Pourquoi laisser à la Silicon Valley le privilège d’essayer de repousser le vieillissement ? Hollywood a trouvé la parade. Selon une loi promulguée le 24 septembre par le gouverneur de Californie, Jerry Brown, les acteurs pourront empêcher la publication de leur date de naissance sur les sites utilisés par les studios pour le recrutement. Sans âge, ils seront éternellement jeunes.

Coquetterie de stars ? Au contraire. Plutôt que des vedettes, dont l’état civil est de toute façon dans le domaine public, il s’agit d’une revendication des seconds rôles, qui se plaignent de discrimination à l’âge. « Bien qu’elle soit contraire aux lois fédérales et de l’Etat, celle-ci continue dans l’industrie du divertissement, a justifié l’auteur de la loi, le représentant démocrate de Californie Ian Calderon. Ces acteurs ne devraient pas être exclus des auditions sur la seule base de leur âge ».

Le texte, voté fin août à la quasi-unanimité par l’assemblée de l’Etat , vise essentiellement le site IMDb (Internet Movie Database), propriété d’Amazon depuis 1998. Cette base de données sur le cinéma mondial, gratuite pour le public, est doublée d’un service payant (IMDbPro) qui donne accès à un annuaire complet de la profession. Les studios y trouvent les informations sur les acteurs et les contrats. Ceux qui cherchent des rôles dans les films, les séries télévisées et les publicités paient pour y poster leur CV. A partir du 1er janvier 2017, quiconque en fait la demande pourra voir son âge éliminé des profils publiés.

Empêcher le « jeunisme »

Le syndicat des acteurs, la Screen Actors Guild, qui représente plus de 160 000 professionnels, s’est réjoui de cette mesure qui empêchera, selon lui, le « jeunisme » dont sont victimes les comédiens moins connus, notamment les femmes. La présidente de la Guild, Gabrielle Carteris, a elle-même assuré qu’elle n’aurait jamais été auditionnée pour son rôle d’adolescente dans la série des années 1990, « Beverly Hills 90210 », si les responsables du casting avaient réalisé qu’elle avait vingt ans de plus que son personnage. A l’époque, souligne-t-elle dans un texte publié par le Hollywood Reporter, la discrimination était un phénomène relativement isolé. L’Internet, avec les sites de casting en ligne, en a fait un réflexe « quasi-automatique » parmi les recruteurs : l’information est omniprésente.

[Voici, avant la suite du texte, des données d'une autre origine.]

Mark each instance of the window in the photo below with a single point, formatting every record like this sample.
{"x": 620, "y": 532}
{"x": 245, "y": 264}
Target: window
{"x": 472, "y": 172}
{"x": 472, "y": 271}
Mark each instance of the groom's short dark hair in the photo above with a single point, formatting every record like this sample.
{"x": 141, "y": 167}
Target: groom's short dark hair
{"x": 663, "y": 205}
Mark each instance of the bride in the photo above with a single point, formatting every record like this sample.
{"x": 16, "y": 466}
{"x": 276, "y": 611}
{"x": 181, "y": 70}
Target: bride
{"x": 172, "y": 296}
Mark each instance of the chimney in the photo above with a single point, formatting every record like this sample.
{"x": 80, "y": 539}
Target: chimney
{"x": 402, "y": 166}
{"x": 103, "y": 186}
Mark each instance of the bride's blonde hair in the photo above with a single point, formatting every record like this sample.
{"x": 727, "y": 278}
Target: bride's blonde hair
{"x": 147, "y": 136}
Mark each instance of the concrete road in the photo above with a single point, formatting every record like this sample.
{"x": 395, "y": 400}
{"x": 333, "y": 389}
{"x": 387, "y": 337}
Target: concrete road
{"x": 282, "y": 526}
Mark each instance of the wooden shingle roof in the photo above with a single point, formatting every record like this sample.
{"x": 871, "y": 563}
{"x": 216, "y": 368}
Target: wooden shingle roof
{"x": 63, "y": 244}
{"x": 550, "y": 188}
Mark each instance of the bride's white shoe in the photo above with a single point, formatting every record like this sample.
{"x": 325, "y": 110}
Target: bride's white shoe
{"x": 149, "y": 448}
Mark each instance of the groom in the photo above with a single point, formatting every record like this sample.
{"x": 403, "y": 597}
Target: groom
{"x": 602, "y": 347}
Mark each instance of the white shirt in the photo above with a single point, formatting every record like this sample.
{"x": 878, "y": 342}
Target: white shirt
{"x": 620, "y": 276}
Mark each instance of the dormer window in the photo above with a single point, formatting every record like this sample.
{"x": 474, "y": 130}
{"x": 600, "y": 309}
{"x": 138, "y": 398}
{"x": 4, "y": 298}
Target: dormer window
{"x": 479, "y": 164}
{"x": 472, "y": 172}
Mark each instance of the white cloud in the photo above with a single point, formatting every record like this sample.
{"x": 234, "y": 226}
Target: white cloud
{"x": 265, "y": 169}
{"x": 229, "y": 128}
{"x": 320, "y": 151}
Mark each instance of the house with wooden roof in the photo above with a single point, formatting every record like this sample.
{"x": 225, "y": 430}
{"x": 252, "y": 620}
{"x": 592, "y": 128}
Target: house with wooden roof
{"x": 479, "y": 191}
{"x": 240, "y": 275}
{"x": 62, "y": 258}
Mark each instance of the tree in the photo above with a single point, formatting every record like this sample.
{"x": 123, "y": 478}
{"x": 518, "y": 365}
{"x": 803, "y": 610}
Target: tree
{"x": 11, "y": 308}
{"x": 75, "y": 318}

La Silicon Valley et les défenseurs des libertés civiles sont, en revanche, très critiques vis-à-vis de la nouvelle loi. Ils y voient une violation du principe de liberté d’expression inscrite dans le 1er amendement de la constitution. En réclamant « la suppression d’informations exactes », reproche Michael Beckerman, le président de l’Internet Association, le lobby qui représente les géants du secteur, ce texte établit un « dangereux précédent qui pourrait faire des ravages sur l’Internet ». Mettre en ligne ces informations « n’est pas une forme de discrimination », ajoute-t-il. « Les compagnies de l’Internet ne devraient pas être sanctionnées pour la manière dont les gens utilisent les données publiques. »

Les juristes s’attendent à une contestation en justice de la constitutionnalité de la loi. Un affrontement rare, aux Etats-Unis, sur la question du droit à l’oubli.